Bugs, Security, and Why Frontier Models May Be Held Back

They connect recent incidents — leaked Claude Code internals, Railway’s exposure, an Amazon outage attributed to AI, and private security disclosures Ben has received — into a larger pattern. Armin says present-day models in the right security harness are already remarkably good at finding vulnerabilities, even in code they’ve never seen, including attempts to escape his own agent sandbox. That leads into the darker speculation: maybe frontier labs hold back models partly because stronger public models would flood the world with exploitable findings faster than teams could patch them.

“Slop Theater” and the Weird Psychology of Prompting All Day

Ben coins “slop theater” for the performative side of agent coding: 25-agent canvases, giant markdown skill stacks, and endless screenshots of parallel work. Armin uses Gary Tan’s GStack and other giant codegen-heavy repos as examples of systems optimized for token burn and output volume, not sane software engineering, then lands a much more human point: watching someone prompt agents all day can feel like watching someone on drugs. His most memorable observation is that developers now fill five sandboxes at once, exhaust five context windows by afternoon, and don’t notice their own judgment collapsing with them.

Good Foundations Make Agents Feel Magical; Messy Products Make Them Dangerous

Armin says agents feel amazing on his well-engineered Rust libraries like MiniJinja and Similar, where years of careful abstraction give them solid footing. On Arendelle’s product codebase, though, feature flags, entitlement logic, and cross-cutting state make them excellent at adding entropy and terrible at removing it. He compares this to an old Halo: Master Chief Collection matchmaking project full of invalid state combinations — the kind of mess humans eventually escalate and redesign, while agents just keep extending it.

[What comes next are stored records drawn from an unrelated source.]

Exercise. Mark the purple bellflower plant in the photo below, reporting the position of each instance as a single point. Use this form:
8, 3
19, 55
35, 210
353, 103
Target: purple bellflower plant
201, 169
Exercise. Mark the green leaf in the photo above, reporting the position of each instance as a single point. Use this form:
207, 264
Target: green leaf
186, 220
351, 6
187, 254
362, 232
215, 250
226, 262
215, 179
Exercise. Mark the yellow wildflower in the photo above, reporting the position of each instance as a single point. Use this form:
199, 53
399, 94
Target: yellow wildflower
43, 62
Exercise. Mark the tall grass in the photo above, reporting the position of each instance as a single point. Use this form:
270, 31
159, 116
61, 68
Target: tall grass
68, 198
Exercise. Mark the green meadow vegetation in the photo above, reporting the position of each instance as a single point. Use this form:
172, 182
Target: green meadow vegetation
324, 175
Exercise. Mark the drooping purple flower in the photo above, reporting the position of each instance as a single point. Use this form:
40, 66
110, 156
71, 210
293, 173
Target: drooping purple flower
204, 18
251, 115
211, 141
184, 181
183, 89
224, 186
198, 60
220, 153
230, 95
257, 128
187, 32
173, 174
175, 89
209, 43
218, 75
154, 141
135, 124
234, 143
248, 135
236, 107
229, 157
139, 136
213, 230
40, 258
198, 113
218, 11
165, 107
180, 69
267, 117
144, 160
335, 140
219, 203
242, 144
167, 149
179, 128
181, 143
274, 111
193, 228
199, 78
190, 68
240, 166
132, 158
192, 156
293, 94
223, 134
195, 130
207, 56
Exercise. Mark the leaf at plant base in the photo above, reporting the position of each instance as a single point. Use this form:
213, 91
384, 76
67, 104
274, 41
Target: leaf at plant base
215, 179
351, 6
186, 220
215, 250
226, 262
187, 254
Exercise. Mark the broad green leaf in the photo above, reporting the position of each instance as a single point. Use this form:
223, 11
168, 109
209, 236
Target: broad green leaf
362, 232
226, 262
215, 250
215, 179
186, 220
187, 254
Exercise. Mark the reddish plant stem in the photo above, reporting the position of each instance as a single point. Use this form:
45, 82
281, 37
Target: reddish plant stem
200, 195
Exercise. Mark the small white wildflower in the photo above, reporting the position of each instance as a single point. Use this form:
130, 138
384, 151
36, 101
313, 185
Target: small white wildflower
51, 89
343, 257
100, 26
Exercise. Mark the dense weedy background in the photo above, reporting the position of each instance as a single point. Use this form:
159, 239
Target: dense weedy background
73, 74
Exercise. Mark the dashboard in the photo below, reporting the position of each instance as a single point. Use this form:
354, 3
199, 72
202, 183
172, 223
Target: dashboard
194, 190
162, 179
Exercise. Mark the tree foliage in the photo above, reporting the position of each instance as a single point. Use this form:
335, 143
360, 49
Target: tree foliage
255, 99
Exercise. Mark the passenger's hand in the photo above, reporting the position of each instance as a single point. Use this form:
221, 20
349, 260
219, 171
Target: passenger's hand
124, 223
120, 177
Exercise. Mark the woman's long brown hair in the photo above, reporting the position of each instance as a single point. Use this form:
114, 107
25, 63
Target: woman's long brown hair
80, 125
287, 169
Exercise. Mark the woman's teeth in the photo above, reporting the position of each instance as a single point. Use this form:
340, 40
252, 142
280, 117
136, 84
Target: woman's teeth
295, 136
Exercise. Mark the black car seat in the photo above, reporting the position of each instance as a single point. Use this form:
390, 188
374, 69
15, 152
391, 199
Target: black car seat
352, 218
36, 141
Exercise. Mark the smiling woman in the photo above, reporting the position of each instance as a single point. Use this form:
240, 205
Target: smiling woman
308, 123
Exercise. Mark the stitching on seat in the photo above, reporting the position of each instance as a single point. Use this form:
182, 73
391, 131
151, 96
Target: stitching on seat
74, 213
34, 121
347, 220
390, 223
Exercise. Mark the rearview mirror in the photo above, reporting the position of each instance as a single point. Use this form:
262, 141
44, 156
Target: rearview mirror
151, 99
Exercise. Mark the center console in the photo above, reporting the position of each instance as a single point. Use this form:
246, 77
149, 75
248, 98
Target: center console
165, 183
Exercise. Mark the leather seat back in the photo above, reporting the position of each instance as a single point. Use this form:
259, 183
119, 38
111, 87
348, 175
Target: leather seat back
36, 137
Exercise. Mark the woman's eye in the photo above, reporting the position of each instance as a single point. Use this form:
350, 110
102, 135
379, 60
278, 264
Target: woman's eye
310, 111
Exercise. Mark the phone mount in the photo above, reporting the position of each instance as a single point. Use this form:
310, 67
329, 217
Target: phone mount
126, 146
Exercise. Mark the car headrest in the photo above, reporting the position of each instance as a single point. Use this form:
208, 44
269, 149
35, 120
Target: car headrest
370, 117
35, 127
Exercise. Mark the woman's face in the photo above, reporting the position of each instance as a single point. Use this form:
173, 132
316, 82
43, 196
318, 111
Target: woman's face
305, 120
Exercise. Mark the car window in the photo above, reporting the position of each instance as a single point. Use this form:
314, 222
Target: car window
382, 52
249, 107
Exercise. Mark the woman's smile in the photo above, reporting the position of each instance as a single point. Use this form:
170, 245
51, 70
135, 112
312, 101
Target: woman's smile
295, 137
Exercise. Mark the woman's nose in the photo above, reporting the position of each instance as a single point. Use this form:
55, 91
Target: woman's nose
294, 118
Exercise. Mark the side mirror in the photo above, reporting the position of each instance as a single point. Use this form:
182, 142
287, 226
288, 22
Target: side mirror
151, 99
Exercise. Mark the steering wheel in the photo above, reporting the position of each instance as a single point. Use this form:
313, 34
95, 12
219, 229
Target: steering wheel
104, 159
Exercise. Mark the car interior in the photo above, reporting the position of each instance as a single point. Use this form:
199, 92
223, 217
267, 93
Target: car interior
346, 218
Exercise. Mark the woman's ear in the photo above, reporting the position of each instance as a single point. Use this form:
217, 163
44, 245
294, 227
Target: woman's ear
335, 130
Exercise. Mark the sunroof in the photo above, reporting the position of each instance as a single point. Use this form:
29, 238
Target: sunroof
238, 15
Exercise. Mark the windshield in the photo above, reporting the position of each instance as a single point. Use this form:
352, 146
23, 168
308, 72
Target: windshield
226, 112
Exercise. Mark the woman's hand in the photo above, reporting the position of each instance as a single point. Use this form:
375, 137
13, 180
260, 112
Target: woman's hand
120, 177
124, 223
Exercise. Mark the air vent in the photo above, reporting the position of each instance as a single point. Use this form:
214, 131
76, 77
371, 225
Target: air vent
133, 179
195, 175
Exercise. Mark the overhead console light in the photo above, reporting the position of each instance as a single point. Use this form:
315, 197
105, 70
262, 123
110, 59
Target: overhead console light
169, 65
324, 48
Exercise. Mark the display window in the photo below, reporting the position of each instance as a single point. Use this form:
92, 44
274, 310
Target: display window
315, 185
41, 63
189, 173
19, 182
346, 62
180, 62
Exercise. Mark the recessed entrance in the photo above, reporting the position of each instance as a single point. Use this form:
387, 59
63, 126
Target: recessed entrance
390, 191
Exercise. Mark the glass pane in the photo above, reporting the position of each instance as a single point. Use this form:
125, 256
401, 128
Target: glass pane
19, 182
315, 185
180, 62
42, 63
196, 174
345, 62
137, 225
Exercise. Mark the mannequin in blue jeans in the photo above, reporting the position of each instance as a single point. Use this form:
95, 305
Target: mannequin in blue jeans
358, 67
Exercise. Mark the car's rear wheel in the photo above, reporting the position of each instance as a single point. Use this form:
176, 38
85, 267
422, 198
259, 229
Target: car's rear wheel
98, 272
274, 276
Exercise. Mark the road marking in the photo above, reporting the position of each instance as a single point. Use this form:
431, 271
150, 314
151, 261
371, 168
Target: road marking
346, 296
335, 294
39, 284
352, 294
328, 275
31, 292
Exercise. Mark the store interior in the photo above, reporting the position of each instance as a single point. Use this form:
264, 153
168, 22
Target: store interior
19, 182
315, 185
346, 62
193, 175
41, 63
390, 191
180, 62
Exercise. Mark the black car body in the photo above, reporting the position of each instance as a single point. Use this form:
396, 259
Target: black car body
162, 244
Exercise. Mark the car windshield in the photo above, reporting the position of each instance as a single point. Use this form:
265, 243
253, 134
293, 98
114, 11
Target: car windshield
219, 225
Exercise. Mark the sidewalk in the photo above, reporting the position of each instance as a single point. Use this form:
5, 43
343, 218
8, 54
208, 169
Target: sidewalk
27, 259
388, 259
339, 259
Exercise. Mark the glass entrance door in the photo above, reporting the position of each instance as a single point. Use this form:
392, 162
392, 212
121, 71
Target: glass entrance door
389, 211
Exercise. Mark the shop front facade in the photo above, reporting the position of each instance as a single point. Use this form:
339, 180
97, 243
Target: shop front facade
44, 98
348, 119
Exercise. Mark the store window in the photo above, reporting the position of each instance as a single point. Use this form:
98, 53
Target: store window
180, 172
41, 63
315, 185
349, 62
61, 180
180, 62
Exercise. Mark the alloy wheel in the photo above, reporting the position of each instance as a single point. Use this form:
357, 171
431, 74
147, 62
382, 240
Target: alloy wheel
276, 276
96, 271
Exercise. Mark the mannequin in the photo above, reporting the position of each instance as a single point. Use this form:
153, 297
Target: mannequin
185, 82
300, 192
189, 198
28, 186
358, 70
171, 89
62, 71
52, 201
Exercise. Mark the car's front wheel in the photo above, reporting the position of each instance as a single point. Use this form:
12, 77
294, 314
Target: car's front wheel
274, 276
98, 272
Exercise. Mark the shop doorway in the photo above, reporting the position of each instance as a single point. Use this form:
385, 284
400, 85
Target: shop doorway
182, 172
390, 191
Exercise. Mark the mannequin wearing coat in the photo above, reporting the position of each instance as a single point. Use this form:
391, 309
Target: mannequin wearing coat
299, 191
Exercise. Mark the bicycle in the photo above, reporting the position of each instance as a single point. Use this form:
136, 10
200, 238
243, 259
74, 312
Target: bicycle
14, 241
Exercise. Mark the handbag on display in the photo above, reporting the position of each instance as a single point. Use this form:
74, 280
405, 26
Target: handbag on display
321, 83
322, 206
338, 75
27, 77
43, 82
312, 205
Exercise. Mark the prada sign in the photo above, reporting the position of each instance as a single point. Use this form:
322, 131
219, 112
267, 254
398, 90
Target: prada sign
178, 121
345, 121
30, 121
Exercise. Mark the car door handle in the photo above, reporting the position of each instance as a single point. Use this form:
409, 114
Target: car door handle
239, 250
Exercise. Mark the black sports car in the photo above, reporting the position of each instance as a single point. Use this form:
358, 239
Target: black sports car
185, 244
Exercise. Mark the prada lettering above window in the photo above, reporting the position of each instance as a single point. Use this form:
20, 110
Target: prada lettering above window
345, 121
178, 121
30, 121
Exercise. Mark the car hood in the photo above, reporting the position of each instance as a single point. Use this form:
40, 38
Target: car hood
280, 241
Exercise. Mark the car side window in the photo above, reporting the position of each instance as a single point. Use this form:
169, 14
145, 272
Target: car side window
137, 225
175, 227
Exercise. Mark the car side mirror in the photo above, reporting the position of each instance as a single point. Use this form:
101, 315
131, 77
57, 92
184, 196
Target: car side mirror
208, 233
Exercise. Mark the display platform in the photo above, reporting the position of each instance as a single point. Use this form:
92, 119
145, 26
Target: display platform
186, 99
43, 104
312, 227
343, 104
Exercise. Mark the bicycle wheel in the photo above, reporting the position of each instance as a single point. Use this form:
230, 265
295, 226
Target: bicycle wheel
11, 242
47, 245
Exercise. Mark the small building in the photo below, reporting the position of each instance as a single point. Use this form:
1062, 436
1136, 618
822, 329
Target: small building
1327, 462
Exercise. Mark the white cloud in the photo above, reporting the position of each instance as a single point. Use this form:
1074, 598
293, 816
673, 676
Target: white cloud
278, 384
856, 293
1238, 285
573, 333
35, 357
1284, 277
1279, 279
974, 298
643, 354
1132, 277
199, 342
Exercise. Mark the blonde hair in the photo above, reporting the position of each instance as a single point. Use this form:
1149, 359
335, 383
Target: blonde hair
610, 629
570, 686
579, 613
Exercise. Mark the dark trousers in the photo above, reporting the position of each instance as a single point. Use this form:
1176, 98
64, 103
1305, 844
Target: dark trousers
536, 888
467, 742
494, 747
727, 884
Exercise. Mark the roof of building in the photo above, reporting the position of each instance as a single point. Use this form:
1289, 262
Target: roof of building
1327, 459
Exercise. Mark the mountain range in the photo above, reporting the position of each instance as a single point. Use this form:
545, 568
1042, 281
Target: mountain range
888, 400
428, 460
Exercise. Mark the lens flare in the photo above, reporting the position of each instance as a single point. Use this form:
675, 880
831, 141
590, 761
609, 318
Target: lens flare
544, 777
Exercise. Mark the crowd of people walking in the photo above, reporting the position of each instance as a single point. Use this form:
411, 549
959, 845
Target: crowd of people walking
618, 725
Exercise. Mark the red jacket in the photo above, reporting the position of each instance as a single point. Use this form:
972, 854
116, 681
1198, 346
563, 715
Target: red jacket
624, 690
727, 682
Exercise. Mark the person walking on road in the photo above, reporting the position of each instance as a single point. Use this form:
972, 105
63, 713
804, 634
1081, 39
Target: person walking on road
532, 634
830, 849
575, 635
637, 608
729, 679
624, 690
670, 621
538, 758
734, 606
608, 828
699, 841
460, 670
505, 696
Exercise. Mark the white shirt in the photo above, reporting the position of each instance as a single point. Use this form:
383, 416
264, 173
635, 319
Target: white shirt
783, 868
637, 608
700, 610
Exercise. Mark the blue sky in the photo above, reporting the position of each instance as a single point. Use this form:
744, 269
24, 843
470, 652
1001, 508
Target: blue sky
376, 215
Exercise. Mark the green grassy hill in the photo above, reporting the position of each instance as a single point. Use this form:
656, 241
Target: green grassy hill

The Next Phase: Model Discrimination, Tool Lockdown, and Expensive Computing

Near the end they predict two social shifts. First, people will start discriminating against PRs based on which model or harness produced them — Armin mentions OpenCode maintainers preferring Codex over Opus, and both think “what generated this?” will become a real review filter. Second, companies will likely standardize approved agent stacks for security and compliance, even if engineers rebel and pay for Claude or other tools out of pocket; all of this is happening while serious users are now casually spending around $500/month each on subscriptions and maxed-out Macs just to keep up.